Habría que concluir que la libertad y los empujones, que a primera vista parecen antitéticos, quizás no sean tan excluyentes. Y esto solo se entiende si se distingue la libertad en abstracto -que parece corresponder con autonomía absoluta, con independencia que contrapone autonomía y heteronomía- y la libertad viva, existencial, que en seguida nos facilita comprender que la autonomía y la dependencia se dan siempre entremezcladas, que se necesita ser libres para poder donarse a los demás. (De hecho, sin libertad no sería posible comunión alguna entre los hombres, como, en rigor, no la hay entre animales).

Esta reflexión nace de la lectura del Diario. Una vida conmocionada de Etty Hillesum, una judía holandesa fallecida en Auschwitz en 1943, que redactó unas páginas estremecedoras, maravillosas, en las que narra cómo adquirió una gran libertad interior, una felicidad profunda, en las circunstancias de falta de libertad exterior que sufrieron los judíos durante la Segunda Guerra Mundial. En este escrito autobiográfico, que sorprende también por los veintisiete años de su autora, se lee: "Me tomó de la mano y dijo, mira, así tienes que vivir. Toda mi vida he tenido el siguiente sentimiento: ojalá viniera alguien que me cogiera de la mano y se ocupara de mí. Parezco valiente y hago todo sola, pero me gustaría muchísimo entregarme". De nuevo, la libertad vinculada vuelve a aparecer en el sufrimiento y en la sinceridad total con los que se escribe ese Diario.

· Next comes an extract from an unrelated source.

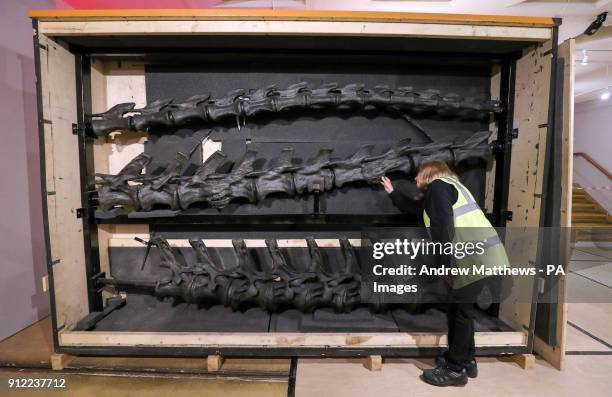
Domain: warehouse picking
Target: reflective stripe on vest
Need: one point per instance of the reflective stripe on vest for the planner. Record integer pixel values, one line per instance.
(471, 225)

Evidentemente, la libertad humana engloba la capacidad de elegir. En este sentido, parece casi innecesario reseñar que la democracia es una conquista social irrenunciable en la que la dignidad y los derechos humanos se hallan mejor protegidos que en ninguna otra forma de organización social. Pero la libertad se puede usar para el bien o para el mal. En consecuencia, alcanzada ya la cumbre democrática, habría que explorar los siguientes pasos de la libertad humana. En primer lugar, para no caer en esclavitudes de la propia libertad, cosa que ocurre cuando se la percibe desvinculada: la soledad o las dependencias patológicas a drogas, alcohol, sexo, etc., por referirme solo a las más obvias. Además, para mejorar en nuestro ser libres juntos: aprender a entrelazar nuestras libertades, como personas en relación, individuos que interpenetran sus vidas con las de sus semejantes.

Esto supone dar carpetazo a la visión romántica del genio extravagante y solitario que no necesita de nadie, para quien los demás amenazan su libertad. Porque esa mirada sobre lo humano, escondida bajo muchas obras literarias, sencillamente no se corresponde bien con el fondo último de nuestro ser personal. En sentido contrario, en estos tiempos en los que ya no están vigentes la razón ni las tradiciones culturales, ni tampoco los valores religiosos o las utopías políticas, al menos como vigencias compartidas mayoritariamente, sugiere Octavio Paz, en su libro El laberinto de la soledad, que la única salida posible consiste en avanzar en nuestra búsqueda de comunión con los demás: "Allí, en la soledad abierta, nos espera también la trascendencia: las manos de otros solitarios".

En definitiva, se trata de desplegar nuestra libertad aprendiendo a entretejerla con la de los demás, sin temor a los compromisos, lo cual nos ayudará también a paliar nuestra soledad intrínseca. También, para la mejor comprensión de la libertad vinculada, convendría plantearse esta pregunta: ¿para qué me sirve la libertad del vagabundo?